Luca Denti (Università degli studi di Milano-Bicocca, Milano)

Structural variants (SVs) account for a large amount of sequence variability across genomes and play an important role in human genomics and precision medicine. Despite intense efforts over the years, the discovery of SVs in individuals remains challenging due to the diploid and highly repetitive structure of the human genome, and by the presence of SVs that vastly exceed sequencing read lengths. However, the recent introduction of low-error long-read sequencing technologies such as PacBio HiFi may finally enable these barriers to be overcome.

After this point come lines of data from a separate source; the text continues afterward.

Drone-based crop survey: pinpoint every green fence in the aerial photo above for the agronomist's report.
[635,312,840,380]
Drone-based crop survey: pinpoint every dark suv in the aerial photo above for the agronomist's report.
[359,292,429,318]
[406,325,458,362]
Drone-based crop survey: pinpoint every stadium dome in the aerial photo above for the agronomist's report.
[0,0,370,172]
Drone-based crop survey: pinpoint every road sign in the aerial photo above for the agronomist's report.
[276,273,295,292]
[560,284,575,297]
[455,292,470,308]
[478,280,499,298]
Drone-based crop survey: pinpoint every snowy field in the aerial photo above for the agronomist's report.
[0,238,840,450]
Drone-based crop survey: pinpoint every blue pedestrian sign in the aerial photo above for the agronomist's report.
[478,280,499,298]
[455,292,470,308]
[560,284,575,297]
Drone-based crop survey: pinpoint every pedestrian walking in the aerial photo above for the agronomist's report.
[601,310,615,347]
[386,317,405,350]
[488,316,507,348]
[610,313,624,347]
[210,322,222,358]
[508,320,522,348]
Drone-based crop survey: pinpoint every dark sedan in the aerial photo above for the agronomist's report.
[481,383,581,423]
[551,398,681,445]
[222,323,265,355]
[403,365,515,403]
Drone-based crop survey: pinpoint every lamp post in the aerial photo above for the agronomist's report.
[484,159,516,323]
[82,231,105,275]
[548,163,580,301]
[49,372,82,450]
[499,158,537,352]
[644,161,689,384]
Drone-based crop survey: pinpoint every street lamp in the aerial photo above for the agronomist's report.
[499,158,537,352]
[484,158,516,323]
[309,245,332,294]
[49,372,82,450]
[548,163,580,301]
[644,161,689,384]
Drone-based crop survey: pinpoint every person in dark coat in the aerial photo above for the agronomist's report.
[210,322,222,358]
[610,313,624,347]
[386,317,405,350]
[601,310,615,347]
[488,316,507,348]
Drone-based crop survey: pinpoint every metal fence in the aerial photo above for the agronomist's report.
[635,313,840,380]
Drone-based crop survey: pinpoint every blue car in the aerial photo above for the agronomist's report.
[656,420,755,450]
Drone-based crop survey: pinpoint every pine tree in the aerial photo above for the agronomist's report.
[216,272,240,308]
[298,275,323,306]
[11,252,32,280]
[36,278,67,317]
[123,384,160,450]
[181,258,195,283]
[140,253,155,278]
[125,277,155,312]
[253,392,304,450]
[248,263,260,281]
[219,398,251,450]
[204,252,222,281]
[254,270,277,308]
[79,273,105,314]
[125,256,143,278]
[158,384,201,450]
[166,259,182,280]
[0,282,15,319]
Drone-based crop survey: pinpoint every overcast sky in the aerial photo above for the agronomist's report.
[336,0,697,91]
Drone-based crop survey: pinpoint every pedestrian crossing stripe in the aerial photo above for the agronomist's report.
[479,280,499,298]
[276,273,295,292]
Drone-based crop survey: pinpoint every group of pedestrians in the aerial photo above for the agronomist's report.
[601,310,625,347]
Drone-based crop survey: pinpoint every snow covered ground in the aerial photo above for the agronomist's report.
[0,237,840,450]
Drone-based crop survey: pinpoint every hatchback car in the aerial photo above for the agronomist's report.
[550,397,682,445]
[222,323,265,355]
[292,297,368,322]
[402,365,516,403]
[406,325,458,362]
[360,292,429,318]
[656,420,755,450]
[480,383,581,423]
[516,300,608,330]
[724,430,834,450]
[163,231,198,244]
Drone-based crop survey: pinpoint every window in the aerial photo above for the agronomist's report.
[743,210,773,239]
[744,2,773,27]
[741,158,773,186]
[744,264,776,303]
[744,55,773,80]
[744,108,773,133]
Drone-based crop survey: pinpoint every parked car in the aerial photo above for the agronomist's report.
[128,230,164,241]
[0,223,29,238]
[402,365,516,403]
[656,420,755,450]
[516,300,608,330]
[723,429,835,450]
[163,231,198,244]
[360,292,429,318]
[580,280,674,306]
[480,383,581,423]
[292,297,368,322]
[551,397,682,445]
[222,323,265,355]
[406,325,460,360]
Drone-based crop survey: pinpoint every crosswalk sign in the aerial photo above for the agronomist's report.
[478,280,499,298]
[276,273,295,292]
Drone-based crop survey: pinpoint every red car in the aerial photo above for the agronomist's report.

Here we present SV discovery with sample-specific strings (SVDSS)—a method for discovery of SVs from long-read sequencing technologies (for example, PacBio HiFi) that combines and effectively leverages mapping-free, mapping-based and assembly-based methodologies for overall superior SV discovery performance. Our experiments on several human samples show that SVDSS outperforms state-of-the-art mapping-based methods for discovery of insertion and deletion SVs in PacBio HiFi reads and achieves notable improvements in calling SVs in repetitive regions of the genome.

15:20 – 15:40Profiling of RNA modifications through Nanopore direct RNA sequencing

Mattia Pelizzola (Istituto Italiano di Tecnologia, Milano)

More than 160 modifications decorate and markedly impact the fate of coding and non-coding RNA species. The profiling of native RNA through the Nanopore single-molecule sequencing platform is emerging as a powerful approach to jointly profile the transcriptome and the epitranscriptome. The benchmarking of various computational tools currently available for the identification of RNA modifications on Nanopore direct RNA sequencing data will be presented.